しかし予防接種が世界中で推進されたことで、1979年には天然痘の根絶が確認され、世界保健機関が人類の勝利を宣言した。
この歴史は、現在の新型コロナウイルス感染症に対して、何を教えてくれるだろうか。
新型コロナウイルス感染症の意味
歴史が教えてくれるのは、国境を閉鎖し続けても自国を守るのは不可能であること、そして真に安全を確保するためには、信頼のおける科学的情報の共有とグローバルな団結が不可欠ということだ。
最も重要なのは、どこであれ一国における感染症の拡大が、全人類を危険にさらすということだ。
もし天然痘の予防接種を怠っていた国があったなら、ウイルスは変異し、人類全体を危機に陥れていただろう。
いま人類が深刻な危機に直面しているのは、新型コロナウイルスのせいばかりではなく、人間どうしの信頼の欠如のせいでもある。
もしこの感染症の大流行が人間の不和と不信を募らせるのなら、それはこのウイルスにとって最大の勝利となるだろう。
コロナ後の世界
「石鹸警察」はなぜ不要か
人類はグローバルな危機に直面している。それは私たちの世代にとって最大の危機かもしれない。

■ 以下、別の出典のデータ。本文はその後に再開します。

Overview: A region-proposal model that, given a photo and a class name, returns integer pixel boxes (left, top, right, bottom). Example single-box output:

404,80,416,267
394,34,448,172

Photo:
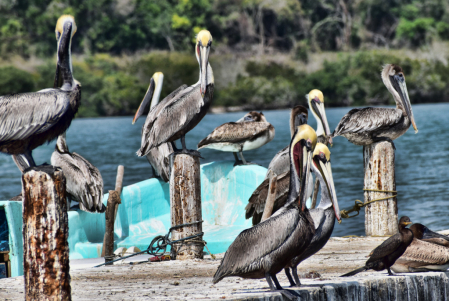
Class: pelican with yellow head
132,72,175,182
284,142,342,287
213,124,317,299
307,89,332,145
135,30,214,158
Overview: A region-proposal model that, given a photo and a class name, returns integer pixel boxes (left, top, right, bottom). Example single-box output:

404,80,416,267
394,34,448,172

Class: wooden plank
363,141,398,236
22,165,71,300
170,154,203,260
261,174,277,222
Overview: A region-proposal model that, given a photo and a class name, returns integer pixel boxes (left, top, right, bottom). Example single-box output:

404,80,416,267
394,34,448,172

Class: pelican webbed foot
372,137,396,150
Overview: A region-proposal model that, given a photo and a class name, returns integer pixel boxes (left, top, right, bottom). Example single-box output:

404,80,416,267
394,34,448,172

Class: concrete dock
2,235,449,300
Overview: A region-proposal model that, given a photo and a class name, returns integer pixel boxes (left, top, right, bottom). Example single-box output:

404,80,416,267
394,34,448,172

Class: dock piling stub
22,165,71,301
170,154,203,260
102,165,124,261
363,141,398,236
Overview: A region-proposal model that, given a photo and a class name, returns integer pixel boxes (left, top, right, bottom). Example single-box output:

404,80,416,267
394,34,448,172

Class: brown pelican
197,111,275,165
284,143,341,287
306,89,332,145
341,216,413,277
409,223,449,247
213,125,317,298
132,72,175,182
331,64,418,147
135,30,214,158
2,15,80,171
391,238,449,273
245,105,316,224
51,133,105,212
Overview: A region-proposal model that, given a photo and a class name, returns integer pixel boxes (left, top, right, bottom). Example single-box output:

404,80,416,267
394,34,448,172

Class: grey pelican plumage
132,72,175,182
342,216,413,277
197,111,275,165
51,133,105,212
213,125,317,297
284,143,341,286
134,30,214,158
392,238,449,273
331,64,418,147
3,15,80,172
246,105,320,224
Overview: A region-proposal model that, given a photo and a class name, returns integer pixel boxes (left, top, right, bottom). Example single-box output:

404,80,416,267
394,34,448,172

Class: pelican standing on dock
213,125,317,298
1,15,80,172
284,143,341,286
246,98,331,224
135,30,214,158
331,64,418,147
341,216,413,277
132,72,176,181
197,111,275,165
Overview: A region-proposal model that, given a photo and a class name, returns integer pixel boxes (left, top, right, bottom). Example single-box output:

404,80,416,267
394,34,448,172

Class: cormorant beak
311,97,333,145
392,74,418,133
403,221,412,226
54,22,74,90
314,159,341,222
197,42,211,98
132,77,155,124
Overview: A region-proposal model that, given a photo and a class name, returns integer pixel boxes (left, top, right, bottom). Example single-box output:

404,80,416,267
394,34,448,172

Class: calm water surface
1,103,448,237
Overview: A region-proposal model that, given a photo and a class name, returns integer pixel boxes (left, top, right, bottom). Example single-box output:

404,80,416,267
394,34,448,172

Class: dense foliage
1,0,449,116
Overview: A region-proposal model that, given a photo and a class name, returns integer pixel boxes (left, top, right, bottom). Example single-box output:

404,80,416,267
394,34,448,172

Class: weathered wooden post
170,154,203,260
102,165,124,263
261,173,277,222
22,165,71,301
363,141,398,236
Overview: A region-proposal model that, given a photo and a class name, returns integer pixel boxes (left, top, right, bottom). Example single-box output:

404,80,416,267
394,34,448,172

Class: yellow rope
340,188,397,219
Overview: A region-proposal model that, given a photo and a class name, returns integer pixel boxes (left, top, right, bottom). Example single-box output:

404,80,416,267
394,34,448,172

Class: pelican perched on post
331,64,418,147
197,111,275,165
134,30,214,158
132,72,177,182
51,133,105,212
49,16,105,213
284,143,341,287
213,125,317,298
2,14,80,172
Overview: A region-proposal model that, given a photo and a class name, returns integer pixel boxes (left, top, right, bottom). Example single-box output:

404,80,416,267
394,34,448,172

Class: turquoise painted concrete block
0,201,23,277
1,161,267,274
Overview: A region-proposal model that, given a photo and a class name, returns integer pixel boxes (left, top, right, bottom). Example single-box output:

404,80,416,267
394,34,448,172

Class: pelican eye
314,97,321,103
306,140,312,150
320,152,325,159
56,31,61,41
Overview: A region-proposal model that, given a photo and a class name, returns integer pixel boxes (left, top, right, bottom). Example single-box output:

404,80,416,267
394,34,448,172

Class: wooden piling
363,141,398,236
261,174,277,222
170,154,203,260
22,165,71,301
101,165,124,262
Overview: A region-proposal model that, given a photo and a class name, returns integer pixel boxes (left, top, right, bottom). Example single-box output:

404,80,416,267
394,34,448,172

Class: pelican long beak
198,44,210,98
54,22,73,90
132,77,155,124
316,160,341,222
293,140,313,212
392,75,418,133
311,98,333,145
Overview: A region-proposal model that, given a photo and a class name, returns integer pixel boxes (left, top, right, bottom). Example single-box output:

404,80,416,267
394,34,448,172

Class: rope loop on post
340,188,398,219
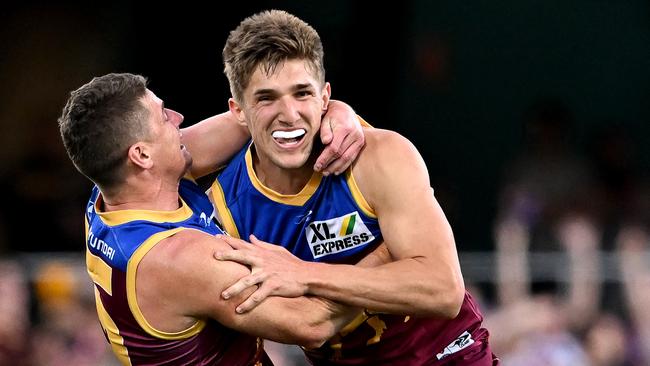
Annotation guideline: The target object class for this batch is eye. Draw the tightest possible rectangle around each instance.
[296,90,311,97]
[256,95,274,104]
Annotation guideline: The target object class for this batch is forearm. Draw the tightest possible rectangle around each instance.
[181,112,250,178]
[235,295,359,348]
[305,258,464,317]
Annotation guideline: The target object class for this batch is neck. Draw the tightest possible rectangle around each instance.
[252,151,318,195]
[102,174,181,212]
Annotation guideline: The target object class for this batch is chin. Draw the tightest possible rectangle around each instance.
[275,155,310,170]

これから人々や政府が下す決定は、何年にもわたって世界の進む方向を定めるだろう。
この危機に臨むうえで、私たちは2つの重要な選択をつきつけられている。
第一の選択は「全体主義的監視か、それとも国民の権利拡大か」というものだ。
そして第二の選択は「ナショナリズムとそれに基づく孤立か、それともグローバルな団結か」というものである。